More broadly, the Labour Party has also committed to: a living wage of at least £10 per hour for all workers from the age of 16, action on the gender pay gap, equal rights for all workers from day one, the end of zero-hour contracts and giving the workforce a 10% stake in large companies.

Recent labour case law

Egbayelo v Ocado: Is a collectively agreed term incorporated into a contract of employment?

The EAT upheld a Tribunal decision to the effect that Egbayelo’s (“E”) contract of employment had been varied after Ocado (“O”) entered into a recognition agreement with USDAW.

E commenced employment in 2010 and O recognised USDAW in 2011. It told staff, including E who was not an USDAW member, that terms relating to pay, hours and holiday would now be subject to collective bargaining. E had not expressed any objection and had accepted collectively agreed pay rises until a disagreement over a change to holiday entitlement in 2017. Whilst accepting the annual pay rise, E rejected a reduction in her holidays, contending that this new term was not part of her contract.
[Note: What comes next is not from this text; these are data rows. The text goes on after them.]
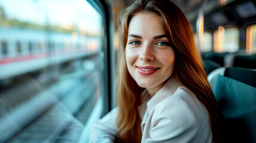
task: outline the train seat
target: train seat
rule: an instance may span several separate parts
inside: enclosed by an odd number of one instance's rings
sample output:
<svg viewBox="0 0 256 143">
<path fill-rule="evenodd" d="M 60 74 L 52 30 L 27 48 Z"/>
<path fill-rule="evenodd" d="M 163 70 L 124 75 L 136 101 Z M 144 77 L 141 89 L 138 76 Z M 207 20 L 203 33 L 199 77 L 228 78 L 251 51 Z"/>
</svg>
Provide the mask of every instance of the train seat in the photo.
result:
<svg viewBox="0 0 256 143">
<path fill-rule="evenodd" d="M 225 72 L 226 67 L 220 67 L 214 70 L 211 72 L 207 76 L 207 79 L 208 80 L 209 83 L 210 84 L 212 89 L 214 88 L 214 84 L 216 80 L 217 75 L 224 75 Z"/>
<path fill-rule="evenodd" d="M 256 71 L 251 72 L 253 77 L 249 79 L 255 79 Z M 224 76 L 216 75 L 213 91 L 227 120 L 230 142 L 256 142 L 256 88 L 250 85 L 251 79 L 245 79 L 249 77 L 248 73 L 246 69 L 228 68 Z"/>
<path fill-rule="evenodd" d="M 235 55 L 233 66 L 256 69 L 256 54 Z"/>
<path fill-rule="evenodd" d="M 225 70 L 224 75 L 256 88 L 256 69 L 230 67 Z"/>
</svg>

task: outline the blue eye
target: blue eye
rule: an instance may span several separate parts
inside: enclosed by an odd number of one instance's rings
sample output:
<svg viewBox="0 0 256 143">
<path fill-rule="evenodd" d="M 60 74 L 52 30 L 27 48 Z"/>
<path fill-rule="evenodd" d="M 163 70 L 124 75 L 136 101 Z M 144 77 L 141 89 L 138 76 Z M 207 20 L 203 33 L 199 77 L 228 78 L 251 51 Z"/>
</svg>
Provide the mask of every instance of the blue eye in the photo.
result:
<svg viewBox="0 0 256 143">
<path fill-rule="evenodd" d="M 164 42 L 161 42 L 158 43 L 157 45 L 160 45 L 160 46 L 165 46 L 165 45 L 167 45 L 167 43 Z"/>
<path fill-rule="evenodd" d="M 138 45 L 138 44 L 140 44 L 140 42 L 138 41 L 135 41 L 131 42 L 130 43 L 133 45 Z"/>
</svg>

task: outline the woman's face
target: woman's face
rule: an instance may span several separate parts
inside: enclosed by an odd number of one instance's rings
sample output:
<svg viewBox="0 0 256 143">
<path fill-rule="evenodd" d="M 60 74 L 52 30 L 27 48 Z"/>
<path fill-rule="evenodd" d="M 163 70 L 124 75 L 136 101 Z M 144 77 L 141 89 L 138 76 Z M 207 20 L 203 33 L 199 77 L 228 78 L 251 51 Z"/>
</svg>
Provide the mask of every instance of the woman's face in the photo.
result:
<svg viewBox="0 0 256 143">
<path fill-rule="evenodd" d="M 151 96 L 171 76 L 175 54 L 158 15 L 140 12 L 133 16 L 128 27 L 125 58 L 132 77 Z"/>
</svg>

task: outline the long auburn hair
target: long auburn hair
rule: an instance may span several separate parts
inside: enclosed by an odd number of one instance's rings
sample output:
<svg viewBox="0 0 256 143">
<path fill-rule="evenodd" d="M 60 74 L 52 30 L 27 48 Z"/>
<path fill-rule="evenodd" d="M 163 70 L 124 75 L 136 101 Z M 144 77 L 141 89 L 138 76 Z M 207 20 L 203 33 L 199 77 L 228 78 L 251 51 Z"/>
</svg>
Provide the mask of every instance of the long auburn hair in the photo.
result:
<svg viewBox="0 0 256 143">
<path fill-rule="evenodd" d="M 154 13 L 162 21 L 165 34 L 175 53 L 173 76 L 191 91 L 208 110 L 214 142 L 224 142 L 221 122 L 223 119 L 207 80 L 202 60 L 195 46 L 189 21 L 181 10 L 169 0 L 137 0 L 128 7 L 122 21 L 122 54 L 117 88 L 118 138 L 122 142 L 140 142 L 141 131 L 138 107 L 143 88 L 131 77 L 125 61 L 129 23 L 137 13 Z"/>
</svg>

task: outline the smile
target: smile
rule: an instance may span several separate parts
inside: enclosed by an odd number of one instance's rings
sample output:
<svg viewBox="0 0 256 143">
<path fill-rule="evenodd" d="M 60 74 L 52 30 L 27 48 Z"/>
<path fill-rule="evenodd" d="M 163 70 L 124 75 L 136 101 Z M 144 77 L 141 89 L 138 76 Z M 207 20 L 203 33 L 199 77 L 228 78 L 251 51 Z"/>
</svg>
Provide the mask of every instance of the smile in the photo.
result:
<svg viewBox="0 0 256 143">
<path fill-rule="evenodd" d="M 136 67 L 138 73 L 143 76 L 149 76 L 154 74 L 159 68 L 150 66 L 137 66 Z"/>
</svg>

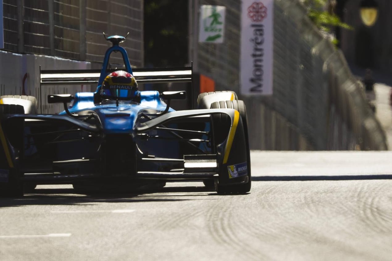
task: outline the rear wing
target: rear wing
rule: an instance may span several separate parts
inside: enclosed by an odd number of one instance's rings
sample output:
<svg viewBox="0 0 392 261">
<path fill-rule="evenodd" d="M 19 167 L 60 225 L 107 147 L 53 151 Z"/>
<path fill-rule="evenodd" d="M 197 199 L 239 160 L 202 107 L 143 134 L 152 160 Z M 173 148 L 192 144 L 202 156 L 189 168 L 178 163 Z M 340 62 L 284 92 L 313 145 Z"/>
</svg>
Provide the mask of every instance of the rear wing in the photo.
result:
<svg viewBox="0 0 392 261">
<path fill-rule="evenodd" d="M 121 69 L 107 69 L 106 72 L 107 75 Z M 193 108 L 193 82 L 192 66 L 164 68 L 134 68 L 132 70 L 134 77 L 140 83 L 191 83 L 190 94 L 191 106 Z M 101 69 L 41 70 L 40 66 L 40 100 L 42 100 L 42 85 L 98 85 L 100 79 L 101 78 L 102 71 Z M 42 103 L 40 103 L 42 104 Z M 42 111 L 41 105 L 41 113 Z"/>
<path fill-rule="evenodd" d="M 117 69 L 107 70 L 108 74 Z M 191 82 L 192 67 L 165 68 L 134 68 L 133 76 L 142 83 Z M 41 70 L 41 85 L 98 84 L 101 70 Z"/>
</svg>

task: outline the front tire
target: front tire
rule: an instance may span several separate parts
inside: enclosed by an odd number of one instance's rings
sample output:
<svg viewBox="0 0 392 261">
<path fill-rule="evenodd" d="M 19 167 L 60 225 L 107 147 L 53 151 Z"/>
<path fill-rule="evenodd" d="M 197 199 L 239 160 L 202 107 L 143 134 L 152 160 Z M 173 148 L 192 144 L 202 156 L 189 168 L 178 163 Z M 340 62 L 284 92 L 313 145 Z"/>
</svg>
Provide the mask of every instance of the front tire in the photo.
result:
<svg viewBox="0 0 392 261">
<path fill-rule="evenodd" d="M 248 133 L 248 119 L 247 115 L 246 108 L 243 101 L 241 100 L 226 101 L 216 102 L 211 104 L 211 109 L 229 108 L 234 109 L 240 113 L 240 117 L 242 122 L 244 134 L 245 142 L 247 153 L 247 170 L 248 182 L 246 183 L 240 183 L 230 185 L 220 184 L 219 180 L 215 182 L 215 189 L 218 194 L 238 193 L 243 194 L 249 192 L 252 186 L 252 175 L 250 171 L 250 152 L 249 146 L 249 137 Z M 223 131 L 227 129 L 227 126 L 225 126 L 227 120 L 225 115 L 217 114 L 217 117 L 213 118 L 214 130 L 213 132 L 214 139 L 218 142 L 223 142 L 222 140 L 227 136 L 227 131 L 223 133 Z M 232 153 L 241 153 L 241 151 L 233 151 Z M 238 157 L 239 158 L 240 157 Z"/>
</svg>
The EAT confirmed that E had accepted the 2011 change to her contract by her conduct because, having been notified of the collective bargaining provision, she accepted the pay rises that followed. Alternately, the change had been incorporated by custom and practice. It also agreed with the Tribunal that it was not open to E to cherry pick one aspect of the collective bargaining arrangements (the pay increase) and decline the rest. By accepting the benefit, E could be taken to have agreed to the entirety of the package including the holiday change. Such cases are by their nature fact specific, however, this is a useful reminder of the issues to be applied by a Tribunal.

Hinrichs v Oracle Corporation: Must an employer wait for an EWC opinion before making redundancies?

An EWC had been established at Oracle (“O”) under the subsidiary, or default, requirements of the EWC legislation. In 2018, the Central Arbitration Committee (“CAC”) rejected a complaint, brought by the EWC, that national action to dismiss employees should not have been taken by O before the EWC had given an opinion on the proposed action. The EAT upheld the CAC’s decision. According to the EAT, provided an employer has given an EWC the necessary information on its proposals and engaged in consultation, it is not required to wait for an opinion from the EWC before taking and implementing its decision. However, it should be noted that this decision does not remove the requirement for the employer to inform and consult the EWC in such a way to facilitate the latter to give an opinion in a timely fashion. As the EAT notes, a failure to engage in consultation in good faith might amount to a failure to consult.

Hewlett Packard Enterprise SNB v Hewlett Packard Ltd: Can an employer unilaterally move an EWC’s jurisdiction from the UK to Ireland?

In 2015, Hewlett Packard (“HP”) Ltd in the UK was appointed by the US based HP Enterprise Company to be its representative agent when setting up a new EWC - the first step being to establish a body of employee reps (the “SNB”) to conduct the EWC negotiations.

However, after the 2016 EU referendum, the US parent appointed HP Ireland as its representative agent in place of HP UK and a dispute arose with the SNB as to whether UK or Irish law applied to the EWC. Both parties to the dispute agreed that UK and EU legislation are silent on whether it is possible for a multinational such as the US HP to re-designate its representative agent and move jurisdiction from one state to another in this way.

The Central Arbitration Committee (CAC) decided that this change of appointment was valid and the effect was to apply Irish law in place of UK law. It accepted that the company had changed to Ireland to mitigate the legal uncertainties arising from the Brexit vote. It noted that moving to a less onerous EWC jurisdiction may also be valid according to EU principles of freedom of establishment. However, it stated that re-designation is not wholly unfettered; if done in bad faith, such as repeatedly or mischievously, it may be invalid. Here, there was no evidence of bad faith, the EU law rights of the affected employees had been preserved and obligations on the HP Group to inform and consult had been maintained.